Das Grabungsgebiet liegt direkt am Po zwischen den Städten Ficarolo und Gaiba. Seit 1992 legten die Bochumer Archäologen dort ein großes Anwesen frei. Sie hielten es zunächst für eine Villa Rustica (Gutshof), der im 1. Jahrhundert vor Chr. angelegt worden war. Ebenfalls 1992 wurde das Grab einer ostgotischen Dame entdeckt, die in vollem Ornat bestattet worden war. Das Anwesen war demnach noch im 6. Jahrhundert nach Chr. bewohnbar, da sich erst zu dieser Zeit Ostgoten in Oberitalien aufhielten.

Die richtige Spur zum Hotel

In den beiden letzten Jahren der Grabungen hat sich jedoch gezeigt, dass der riesige Bau von über 80 m Länge für eine Villa Rustica zu groß und im Grundriss unüblich war. Das Gebäude gliedert sich in zwei symmetrische Flügel, die von einem offenen Hof mit gemauertem Altar getrennt wurden. In privaten Gutshöfen aber kommen keine gemauerten Altäre vor. Der Altar und die Zwei-Flügel-Anlage führten die Archäologen auf die richtige Spur: Beim Anwesen handelt es sich um ein Hotel, eine antike Raststation mit Reparaturbetrieben und allen Annehmlichkeiten, die hoch gestellte Reisende in der Antike erwarten konnten. Denn die Reisenden waren meistens Staatsbeamte oder Offiziere, die zu ihren Truppenteilen unterwegs waren, keine Touristen. Das Nobelhotel lag an der Kreuzung zweier römischer Staatsstraßen. Eine verlief von Bologna nach Padua und überquerte bei Ficarolo den Po. Dazu war eine Schiffsbrücke ausreichend, die dem ständig wechselnden Flusslauf besser angepasst war als eine steinerne Brücke. Die zweite Staatsstraße lief auf dem nördlichen Ufer des Po entlang und führte von Verona nach Ravenna.
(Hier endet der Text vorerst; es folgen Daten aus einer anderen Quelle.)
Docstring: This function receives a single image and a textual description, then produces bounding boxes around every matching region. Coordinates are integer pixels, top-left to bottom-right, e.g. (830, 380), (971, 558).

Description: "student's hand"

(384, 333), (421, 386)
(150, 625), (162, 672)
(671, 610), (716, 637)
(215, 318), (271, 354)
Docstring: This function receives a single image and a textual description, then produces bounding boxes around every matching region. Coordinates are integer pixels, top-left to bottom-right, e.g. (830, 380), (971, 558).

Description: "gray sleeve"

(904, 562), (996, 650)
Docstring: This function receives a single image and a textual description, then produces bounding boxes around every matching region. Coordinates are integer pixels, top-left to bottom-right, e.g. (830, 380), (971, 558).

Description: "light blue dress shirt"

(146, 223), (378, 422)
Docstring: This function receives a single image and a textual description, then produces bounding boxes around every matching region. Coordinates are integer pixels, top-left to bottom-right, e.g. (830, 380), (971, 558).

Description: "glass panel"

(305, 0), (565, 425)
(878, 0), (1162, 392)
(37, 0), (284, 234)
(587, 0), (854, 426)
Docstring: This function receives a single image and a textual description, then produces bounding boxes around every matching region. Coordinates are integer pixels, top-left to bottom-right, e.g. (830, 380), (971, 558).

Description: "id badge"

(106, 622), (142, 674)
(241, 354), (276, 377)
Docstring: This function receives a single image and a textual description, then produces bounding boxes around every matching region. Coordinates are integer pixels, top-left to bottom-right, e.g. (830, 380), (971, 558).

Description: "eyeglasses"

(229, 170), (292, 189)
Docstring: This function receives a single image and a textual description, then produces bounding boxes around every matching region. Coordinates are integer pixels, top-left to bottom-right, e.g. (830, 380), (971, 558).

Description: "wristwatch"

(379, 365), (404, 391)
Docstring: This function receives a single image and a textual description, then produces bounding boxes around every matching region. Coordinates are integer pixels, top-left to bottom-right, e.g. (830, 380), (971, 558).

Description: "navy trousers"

Noch heute kühles Brunnenwasser

Eine schattige Halle aus Säulen und Pfeilern nimmt die gesamte Südseite des Hotels ein und ist zweigeschossig. Im Ostflügel entdeckte man Spuren eines Treppenhauses. Im Westflügel wurde im Jahr 2000 unter dem Dach der Halle ein mindestens 7,50 m tiefer Brunnen ausgegraben, der noch heute frisches und kühles Wasser liefert. Vor dem Hauptgebäude im Süden zieht sich ein gepflasterter Bereich hin, an den im Westen ein rekonstruiertes Grätschen angrenzt: Hier wurde die ostgotische Dame gefunden. Ein weiteres Gebäude steht frei im Osten; es ist wie eine Scheune gebaut gewesen und stand ausschließlich auf Pfeilern. Hier konnte man Reisewagen und Pferde unterstellen.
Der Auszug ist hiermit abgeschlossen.